O presidente do Tribunal Superior do Trabalho, ministro Milton de Moura França, afirmou que os juízes e juízas procuram, em seus julgamentos, "garantir o valor social do trabalho e da propriedade, assim como da dignidade do ser humano, como alicerce de uma sociedade verdadeiramente mais fraterna e solidária." A declaração foi feita ontem à noite (25/5), na sessão de abertura do seminário "A dignidade do Trabalhador e o Trabalho Escravo", promovido pela Comissão Nacional para a Erradicação do Trabalho Escravo (Conatrae). Ele ressaltou que o Judiciário e o Ministério Público mantêm permanente preocupação em promover a responsabilidade civil e penal, como forma de reprimir e desestimular ações de uma minoria que ainda se utiliza da mão de obra escrava ou similar, "prática condenável que atinge a dignidade do trabalhador".

Após mencionar que o Supremo Tribunal Federal tem atribuído à Justiça Federal competência para processar e julgar os infratores e que a punição aplicada tem revelado significativo avanço contra a impunidade, o ministro Moura França destacou que o Judiciário Trabalhista "vem dando resposta positiva, em prazo razoável, aos conflitos que envolvem a prestação de serviços análogos à escravidão".

Ele também mencionou a "forte atuação" do Poder Executivo no combate ao trabalho escravo, desde 1995, destacando a atuação do Ministério do Trabalho e Emprego, que criou o Grupo Especial de Fiscalização Móvel, com resultados expressivos, e o Grupo Executivo de Repressão ao Trabalho Forçado, com atribuição específica de coordenar e implementar programas nessa área.
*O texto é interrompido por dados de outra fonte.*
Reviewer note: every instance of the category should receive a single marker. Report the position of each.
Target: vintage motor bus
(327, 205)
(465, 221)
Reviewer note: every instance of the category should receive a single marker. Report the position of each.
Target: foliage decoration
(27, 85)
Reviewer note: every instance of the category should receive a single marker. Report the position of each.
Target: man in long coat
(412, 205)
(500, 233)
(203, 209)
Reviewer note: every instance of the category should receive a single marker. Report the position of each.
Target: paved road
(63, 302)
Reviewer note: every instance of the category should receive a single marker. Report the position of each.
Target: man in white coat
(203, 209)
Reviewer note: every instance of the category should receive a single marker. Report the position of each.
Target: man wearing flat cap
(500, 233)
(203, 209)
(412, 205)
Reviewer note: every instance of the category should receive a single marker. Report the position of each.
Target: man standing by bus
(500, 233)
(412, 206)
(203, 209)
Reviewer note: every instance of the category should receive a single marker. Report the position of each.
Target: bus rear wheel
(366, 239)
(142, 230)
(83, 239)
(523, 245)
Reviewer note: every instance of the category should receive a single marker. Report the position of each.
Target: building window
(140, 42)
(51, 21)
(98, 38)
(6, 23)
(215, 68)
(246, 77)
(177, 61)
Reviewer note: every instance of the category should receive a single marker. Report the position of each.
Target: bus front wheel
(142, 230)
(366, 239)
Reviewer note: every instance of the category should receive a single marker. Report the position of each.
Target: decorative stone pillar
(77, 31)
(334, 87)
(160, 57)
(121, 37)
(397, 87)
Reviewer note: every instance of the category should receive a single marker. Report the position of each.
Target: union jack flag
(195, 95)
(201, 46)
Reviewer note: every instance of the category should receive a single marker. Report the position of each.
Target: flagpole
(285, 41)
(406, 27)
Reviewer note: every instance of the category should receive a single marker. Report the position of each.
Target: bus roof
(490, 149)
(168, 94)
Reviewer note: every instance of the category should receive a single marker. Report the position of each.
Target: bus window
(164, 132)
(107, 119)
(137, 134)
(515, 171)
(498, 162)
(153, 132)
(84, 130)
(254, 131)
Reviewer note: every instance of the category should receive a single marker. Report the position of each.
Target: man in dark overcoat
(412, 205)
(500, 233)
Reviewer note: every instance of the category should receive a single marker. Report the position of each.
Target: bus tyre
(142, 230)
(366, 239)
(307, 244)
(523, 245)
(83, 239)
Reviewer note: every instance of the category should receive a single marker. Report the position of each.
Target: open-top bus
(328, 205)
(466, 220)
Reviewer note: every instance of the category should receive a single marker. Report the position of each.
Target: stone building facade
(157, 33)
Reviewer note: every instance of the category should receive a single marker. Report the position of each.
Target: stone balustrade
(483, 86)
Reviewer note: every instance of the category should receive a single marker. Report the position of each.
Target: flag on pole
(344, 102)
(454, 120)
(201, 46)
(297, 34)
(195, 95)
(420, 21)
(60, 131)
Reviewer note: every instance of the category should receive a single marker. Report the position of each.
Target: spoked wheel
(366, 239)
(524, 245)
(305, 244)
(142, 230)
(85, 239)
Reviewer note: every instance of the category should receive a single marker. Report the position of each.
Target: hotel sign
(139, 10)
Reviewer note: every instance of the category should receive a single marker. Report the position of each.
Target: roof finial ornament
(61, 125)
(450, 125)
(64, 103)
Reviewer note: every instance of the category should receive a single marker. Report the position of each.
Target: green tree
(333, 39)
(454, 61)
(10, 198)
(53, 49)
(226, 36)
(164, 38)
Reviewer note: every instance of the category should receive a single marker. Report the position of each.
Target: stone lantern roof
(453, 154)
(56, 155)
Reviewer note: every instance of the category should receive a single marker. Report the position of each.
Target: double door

Outro ponto importante, na avaliação do ministro, foi o estabelecimento do Plano Nacional para a Erradicação do Trabalho Escravo e a criação da Comissão Nacional para a Erradicação do Trabalho Escravo (Contrae), coordenado pela Secretaria Especial de Direitos Humanos.

Moura França também destacou como bastante positiva, pelos efeitos que tem gerado na redução do trabalho escravo, a criação do Cadastro de Empregadores que incorrem nessa infração, assim como a determinação Governo Federal, por meio dos ministérios do Trabalho e Emprego e da Integração Nacional, em recomendar aos agentes financeiros para não concederem créditos ou qualquer outra forma de assistência para os tomadores de serviços que se utilizam de práticas incompatíveis com a dignidade humana.